This got too long for a comment, so I hope it's all right to post here. The Writing in Margins blog is mine, so I'd like to offer a few addendums.
It's always hard to disprove something rather than prove it, but I really haven't found any books of Welsh folklore that mention corgis as fairy steeds. There's Giraldus Cambrensis' Itinerary of Archbishop Baldwin Through Wales (1191) where fairies ride tiny horses and have tiny hunting dogs: "They had horses and greyhounds adapted to their size." There's no indication that the fairies ride the dogs. If they swapped dogs with horses, he would probably mention that.
Fairy corgis don't appear in Thomas Keightley's Fairy Mythology, John Rhys's Celtic Folklore: Welsh And Manx, or any of Katharine Briggs' books that I know of. Rhys's Volume 1 does have a line "Like Welsh fairies, the Manx ones had, as the reader will have seen, horses to ride; they had also dogs, just as the Welsh ones had."
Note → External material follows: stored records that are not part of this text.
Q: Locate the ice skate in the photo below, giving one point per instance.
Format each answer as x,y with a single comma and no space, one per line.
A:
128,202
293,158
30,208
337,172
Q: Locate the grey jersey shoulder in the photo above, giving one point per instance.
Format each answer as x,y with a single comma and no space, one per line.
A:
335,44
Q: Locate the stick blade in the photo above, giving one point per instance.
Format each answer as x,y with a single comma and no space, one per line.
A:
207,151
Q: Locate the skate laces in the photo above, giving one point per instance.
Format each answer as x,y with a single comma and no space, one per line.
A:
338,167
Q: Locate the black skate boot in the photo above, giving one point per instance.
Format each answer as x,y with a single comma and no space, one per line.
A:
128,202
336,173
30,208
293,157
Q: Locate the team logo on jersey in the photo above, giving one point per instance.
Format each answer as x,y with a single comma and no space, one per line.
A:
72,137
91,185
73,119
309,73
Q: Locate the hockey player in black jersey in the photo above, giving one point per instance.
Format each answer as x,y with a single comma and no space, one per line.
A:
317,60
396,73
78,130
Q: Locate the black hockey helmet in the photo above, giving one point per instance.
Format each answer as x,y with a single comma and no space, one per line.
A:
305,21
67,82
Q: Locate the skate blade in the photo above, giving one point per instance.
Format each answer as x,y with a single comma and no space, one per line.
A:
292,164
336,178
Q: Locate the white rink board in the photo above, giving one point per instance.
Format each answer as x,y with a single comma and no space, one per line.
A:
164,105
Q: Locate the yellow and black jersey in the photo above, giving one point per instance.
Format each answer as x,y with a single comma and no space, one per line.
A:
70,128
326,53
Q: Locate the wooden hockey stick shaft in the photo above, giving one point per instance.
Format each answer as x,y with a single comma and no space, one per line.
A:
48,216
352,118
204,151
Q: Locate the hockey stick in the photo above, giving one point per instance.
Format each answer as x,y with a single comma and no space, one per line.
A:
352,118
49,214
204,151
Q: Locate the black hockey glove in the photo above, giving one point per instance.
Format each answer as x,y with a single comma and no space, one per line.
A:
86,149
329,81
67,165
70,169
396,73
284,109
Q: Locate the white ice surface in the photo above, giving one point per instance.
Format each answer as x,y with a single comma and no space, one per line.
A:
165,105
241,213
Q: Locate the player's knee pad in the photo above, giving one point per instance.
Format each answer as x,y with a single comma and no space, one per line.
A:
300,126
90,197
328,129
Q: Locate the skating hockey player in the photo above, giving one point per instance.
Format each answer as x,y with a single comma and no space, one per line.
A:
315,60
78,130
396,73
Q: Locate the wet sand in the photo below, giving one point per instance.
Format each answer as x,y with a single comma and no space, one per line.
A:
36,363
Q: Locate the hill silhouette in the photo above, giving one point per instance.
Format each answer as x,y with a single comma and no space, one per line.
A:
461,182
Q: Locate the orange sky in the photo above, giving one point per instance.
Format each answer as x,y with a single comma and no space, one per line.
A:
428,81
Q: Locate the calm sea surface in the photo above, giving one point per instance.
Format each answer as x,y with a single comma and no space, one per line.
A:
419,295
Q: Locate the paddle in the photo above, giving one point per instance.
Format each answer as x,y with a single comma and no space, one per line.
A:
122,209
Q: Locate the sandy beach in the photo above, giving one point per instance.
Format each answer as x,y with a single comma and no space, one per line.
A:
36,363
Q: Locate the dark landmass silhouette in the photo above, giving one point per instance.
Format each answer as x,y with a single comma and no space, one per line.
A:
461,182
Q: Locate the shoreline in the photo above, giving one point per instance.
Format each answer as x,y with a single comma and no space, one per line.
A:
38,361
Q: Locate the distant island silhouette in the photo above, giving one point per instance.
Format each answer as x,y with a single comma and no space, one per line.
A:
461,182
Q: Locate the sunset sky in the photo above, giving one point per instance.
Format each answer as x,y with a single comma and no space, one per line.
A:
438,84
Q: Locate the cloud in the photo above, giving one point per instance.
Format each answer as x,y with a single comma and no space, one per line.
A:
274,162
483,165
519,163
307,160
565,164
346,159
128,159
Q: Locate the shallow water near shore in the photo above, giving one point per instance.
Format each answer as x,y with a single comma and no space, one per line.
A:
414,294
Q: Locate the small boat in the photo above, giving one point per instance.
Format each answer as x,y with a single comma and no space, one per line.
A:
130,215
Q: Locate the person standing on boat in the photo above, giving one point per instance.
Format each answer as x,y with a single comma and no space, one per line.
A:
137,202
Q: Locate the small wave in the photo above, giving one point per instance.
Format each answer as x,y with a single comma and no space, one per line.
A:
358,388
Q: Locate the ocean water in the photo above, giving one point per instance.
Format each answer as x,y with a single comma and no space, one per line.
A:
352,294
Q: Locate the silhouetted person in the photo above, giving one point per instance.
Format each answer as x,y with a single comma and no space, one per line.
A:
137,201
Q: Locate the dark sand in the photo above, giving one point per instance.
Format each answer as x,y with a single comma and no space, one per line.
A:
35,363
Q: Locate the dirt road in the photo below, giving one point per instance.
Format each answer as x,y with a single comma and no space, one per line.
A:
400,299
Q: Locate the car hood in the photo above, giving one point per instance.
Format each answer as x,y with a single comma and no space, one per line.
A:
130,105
In general, European fairies are seen riding horses. If the fairies are miniature, then the horses are miniature (as in A Pleasant Treatise of Witches, 1673).
It hapned one day, as this admirable Semstress sate working in her
Garden, that casting aside her Eye on some fair Flower or Tree, she
saw, as she thought, a little Gentleman, yet one that shew'd great
Nobility by his cloathing, come riding towards her from behind a bed
of Flowers; thus surprised how any body should come into her Garden,
but much more, at the stature of the person, who as he was on
Horseback exceeded not a foots length in height; she had reason to
suspect that her eyes deceived her. But the Gallant spurring his
Horse up the Garden, made it not long, though his Horse was little,
before he came to her:
There are exceptions. In Walter Map's 12th century work "De nugis curialium", King Herla meets a dwarf who rides on a goat. And in the British fairytale of Tom Thumb, first recorded in the 17th century, Tom Thumb (who has a fairy godmother and fairy clothes) rides a mouse. However, I don't know of any cases where dogs are the steeds. I would love to hear if someone else knows of one.
For me, the timing says a lot. Corgis have been around for a long time, but they were not formally recognized as a breed until the early 1900s, and it also took time to differentiate the two types, Pembroke and Cardigan. Wikipedia's saying they weren't recognized as distinct until 1934. Anne Biddlecombe was one of the first famous Pembroke Corgi breeders and would have had a strong interest in laying out precisely how Pembrokes were different from Cardigans. The "fairy saddle" is a distinct Pembroke marking. The poem specifies that it's about the "Pembrokeshire Welsh Corgi."